“Una crisi c’è sempre ogni volta che qualcosa non va” …ma comunicare è necessario per uscire da una fase di stallo e spiccare definitivamente in volo

“Una crisi c’è sempre ogni volta che qualcosa non va” …ma comunicare è necessario per uscire da una fase di stallo e spiccare definitivamente in volo

Recentemente è apparso un editoriale sul sito del National Institute of Mental Heath (NIMH), la principale agenzia governativa americana che si occupa di salute mentale, a cura di Thoma Insel, psichiatra e neuroscienziato di fama mondiale nonché attuale presidente del NIMH. L’articolo è una breve analisi circa lo stato attuale della psichiatria americana ma a mio modesto parere può fornirci spunti di riflessione interessanti. Inoltre precede di poco la pubblicazione di un altro noto post che ha messo seriamente in discussione un baluardo della psichiatria attuale, ovvero l’utilizzo del DSM-IV, il più noto sistema di classificazione internazionale sui disturbi mentali.
Insel è convinto che la psichiatria americana stia vivendo una lenta ma progressiva rinascita, una sorta di trasformazione/metamorfosi inneuroscienza clinica“, dovuta al fatto che sempre più medici ricercatori in possesso di un dottorato in neuroscienze decidono di specializzarsi in psichiatria, nonostante il forte calo di iscrizione di cui tale branca della medicina è vittima. 

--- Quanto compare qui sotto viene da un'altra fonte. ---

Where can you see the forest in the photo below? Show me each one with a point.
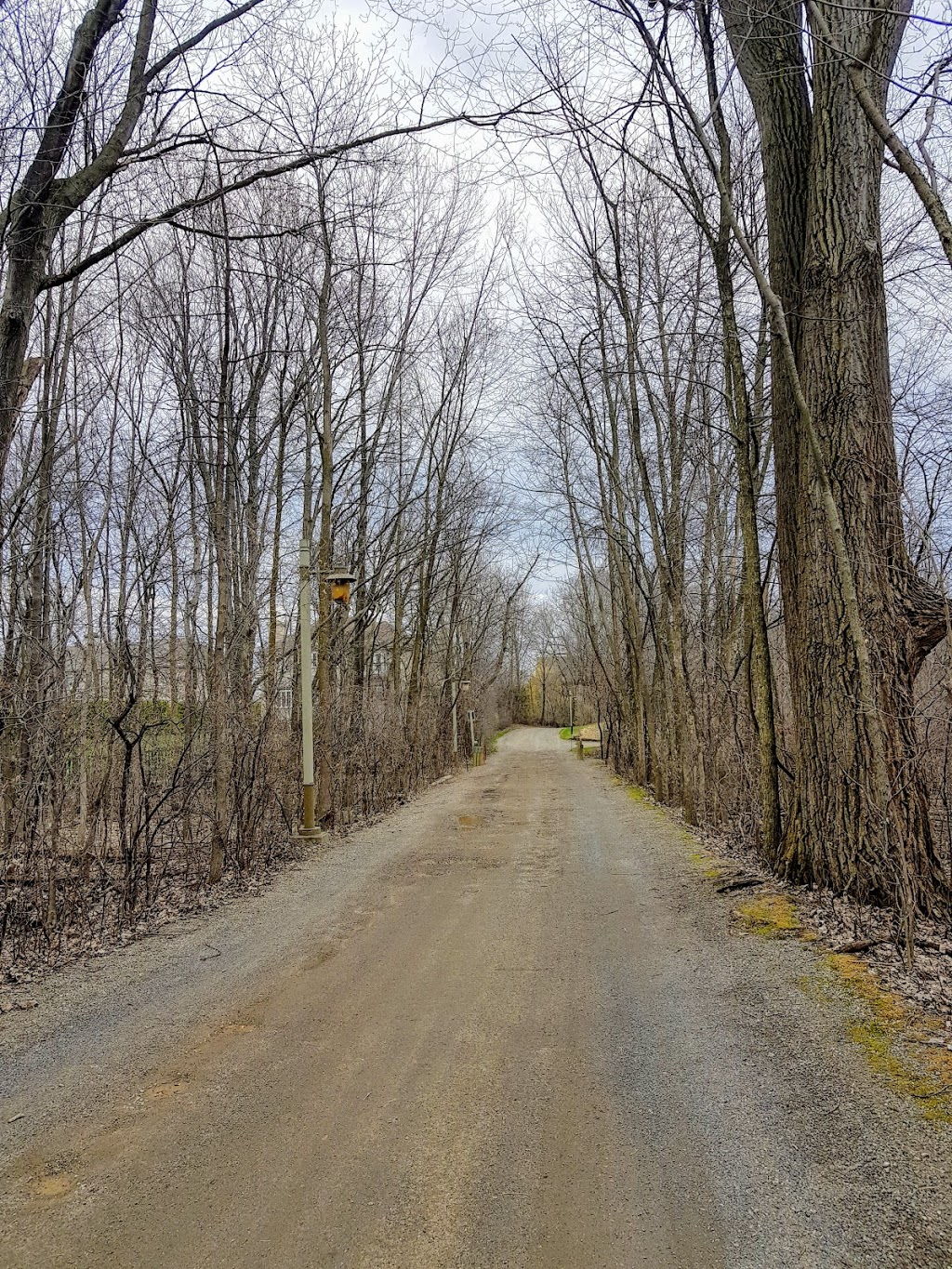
(608, 337)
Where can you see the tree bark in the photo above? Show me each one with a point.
(860, 816)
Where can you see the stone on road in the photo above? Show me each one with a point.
(506, 1026)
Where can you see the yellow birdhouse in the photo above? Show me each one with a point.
(340, 581)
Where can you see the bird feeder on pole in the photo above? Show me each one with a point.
(340, 581)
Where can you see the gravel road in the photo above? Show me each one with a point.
(509, 1025)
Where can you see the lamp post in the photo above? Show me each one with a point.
(308, 825)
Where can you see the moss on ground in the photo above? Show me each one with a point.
(893, 1037)
(772, 917)
(900, 1043)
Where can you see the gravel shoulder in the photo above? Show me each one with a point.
(508, 1025)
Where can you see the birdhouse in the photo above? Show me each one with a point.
(339, 583)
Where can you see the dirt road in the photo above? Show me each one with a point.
(507, 1026)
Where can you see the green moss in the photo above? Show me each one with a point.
(890, 1035)
(772, 917)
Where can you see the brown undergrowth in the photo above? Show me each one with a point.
(906, 1046)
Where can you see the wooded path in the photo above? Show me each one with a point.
(508, 1025)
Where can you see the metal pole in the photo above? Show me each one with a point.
(306, 691)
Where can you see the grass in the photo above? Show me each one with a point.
(772, 917)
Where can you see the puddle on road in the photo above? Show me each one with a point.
(58, 1185)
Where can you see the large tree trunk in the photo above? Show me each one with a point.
(860, 817)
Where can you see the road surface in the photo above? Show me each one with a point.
(509, 1025)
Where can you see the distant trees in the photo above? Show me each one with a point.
(715, 365)
(308, 354)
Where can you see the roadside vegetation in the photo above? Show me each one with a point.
(264, 284)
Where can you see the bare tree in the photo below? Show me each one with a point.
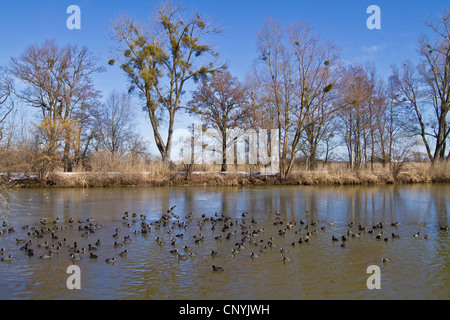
(425, 89)
(297, 71)
(116, 123)
(160, 58)
(6, 101)
(222, 102)
(58, 82)
(355, 90)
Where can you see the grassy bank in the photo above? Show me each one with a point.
(334, 174)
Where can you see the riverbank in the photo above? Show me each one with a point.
(334, 175)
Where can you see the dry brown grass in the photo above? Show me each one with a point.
(134, 172)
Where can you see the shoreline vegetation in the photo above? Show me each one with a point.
(158, 175)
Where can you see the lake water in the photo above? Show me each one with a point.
(265, 221)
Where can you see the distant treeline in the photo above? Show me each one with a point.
(322, 108)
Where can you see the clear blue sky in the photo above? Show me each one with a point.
(26, 22)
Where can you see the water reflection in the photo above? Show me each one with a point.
(319, 268)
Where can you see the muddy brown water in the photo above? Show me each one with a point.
(262, 220)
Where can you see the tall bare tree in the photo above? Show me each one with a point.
(222, 102)
(297, 71)
(116, 123)
(160, 57)
(425, 89)
(6, 99)
(58, 82)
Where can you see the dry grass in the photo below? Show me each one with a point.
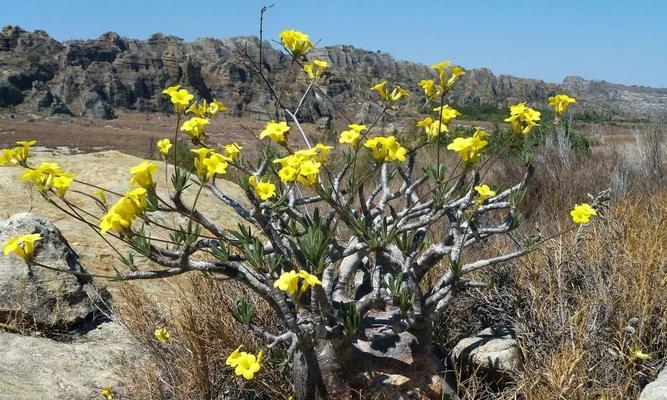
(203, 333)
(590, 306)
(570, 305)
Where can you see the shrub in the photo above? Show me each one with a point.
(341, 266)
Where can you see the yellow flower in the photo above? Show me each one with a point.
(180, 98)
(142, 174)
(431, 90)
(246, 364)
(316, 68)
(22, 245)
(386, 149)
(199, 110)
(484, 192)
(469, 148)
(233, 150)
(390, 97)
(434, 127)
(447, 114)
(171, 89)
(308, 280)
(397, 93)
(216, 107)
(288, 174)
(523, 118)
(62, 183)
(101, 195)
(350, 137)
(194, 127)
(637, 354)
(561, 102)
(215, 164)
(276, 131)
(308, 172)
(380, 88)
(120, 216)
(107, 393)
(7, 157)
(582, 213)
(45, 175)
(18, 155)
(456, 72)
(264, 189)
(233, 359)
(163, 146)
(296, 42)
(448, 75)
(162, 335)
(208, 163)
(288, 282)
(22, 152)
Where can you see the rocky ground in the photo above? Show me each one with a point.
(65, 359)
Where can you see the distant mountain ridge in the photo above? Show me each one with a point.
(97, 77)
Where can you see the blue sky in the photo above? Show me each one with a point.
(619, 41)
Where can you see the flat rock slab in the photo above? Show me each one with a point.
(40, 297)
(656, 390)
(43, 369)
(493, 352)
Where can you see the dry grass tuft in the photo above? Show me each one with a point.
(203, 333)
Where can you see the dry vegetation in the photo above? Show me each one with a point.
(581, 306)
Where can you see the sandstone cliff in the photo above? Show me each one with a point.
(93, 78)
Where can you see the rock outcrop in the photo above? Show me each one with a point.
(41, 297)
(96, 77)
(40, 368)
(656, 390)
(492, 352)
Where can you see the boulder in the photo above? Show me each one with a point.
(492, 352)
(40, 297)
(40, 368)
(656, 390)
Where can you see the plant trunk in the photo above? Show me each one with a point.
(382, 362)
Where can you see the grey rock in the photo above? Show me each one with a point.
(40, 368)
(494, 352)
(656, 390)
(94, 106)
(129, 74)
(46, 299)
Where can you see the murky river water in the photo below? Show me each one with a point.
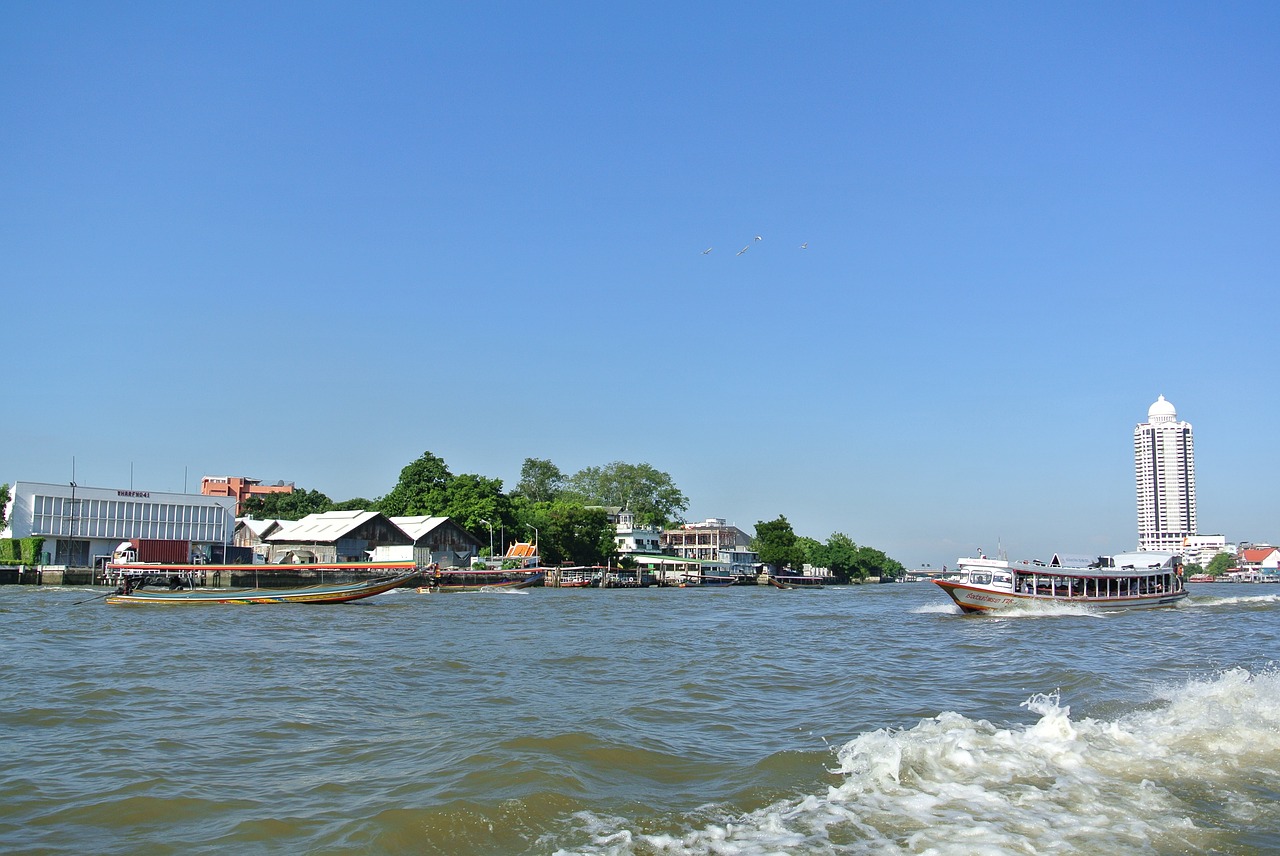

Il direttore del NIHM risponde così a quanto pubblicato dalla prestigiosa rivista britannica The Lancet secondo cui, al contrario, l’attuale momento della psichiatria è caratterizzato da una crisi identitaria internazionale che ha come principale indicatore proprio la diminuzione delle iscrizioni alla specialità universitarie e come cause alcuni fattori, tra cui la presunta pseudo-scientificità della disciplina, la scarsa remuneratività della professione, nonché la sensazione di trovarsi di fronte ad una disciplina dai confini poco delineati, in continua evoluzione e la cui autorevolezza e solidità scientifica viene messa continuamente in discussione. Retroscena che sta spingendo sempre più studenti verso aree di ricerca recenti come le neuroscienze cliniche.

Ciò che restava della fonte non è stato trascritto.